A. Whether the lower court’s refusal to recognize standing of
family members to intervene in dependency cases is contrary to
the laws and regulations of the Commonwealth of Pennsylvania
and the United States[?]
B. Whether the Pennsylvania courts’ interpretation of ‘party’
with respect to dependency matters violate[s] the constitutional
rights of citizens to familial relationships[?]
Appellants’ Brief, at 4.
Appellants ask us to consider a pure question of law. “As with all
questions of law, the appellate standard of review is de novo and the
appellate scope of review is plenary.” B.K.M. v. J.A.M., 50 A.3d 168, 172
(Pa. Super. 2012) (citation omitted).
Dependency proceedings are closed to the public in Pennsylvania and
only a party to a dependency may participate in them. This Court has stated
that
[u]nder the Juvenile Act [42 Pa.C.S.A. § 6336(d)], attendance at
and participation in dependency proceedings are restricted.

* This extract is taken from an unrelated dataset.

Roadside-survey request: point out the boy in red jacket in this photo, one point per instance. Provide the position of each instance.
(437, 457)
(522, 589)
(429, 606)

Dependency hearings are closed to the general public. Only a
“party” has the right to participate, to be heard on his or her
own behalf, to introduce evidence, and/or to cross-examine
witnesses. Although the Juvenile Act does not define “party,”
case law from this Court has conferred the status of party to a
dependency proceeding on three classes of persons: (1) the
2
There was no objection or claim of prejudice from Appellee as a result of
this late filing, so we have accepted it in reliance on our decision in In re
K.T.E.L., 983 A.2d 745 (Pa. Super. 2009).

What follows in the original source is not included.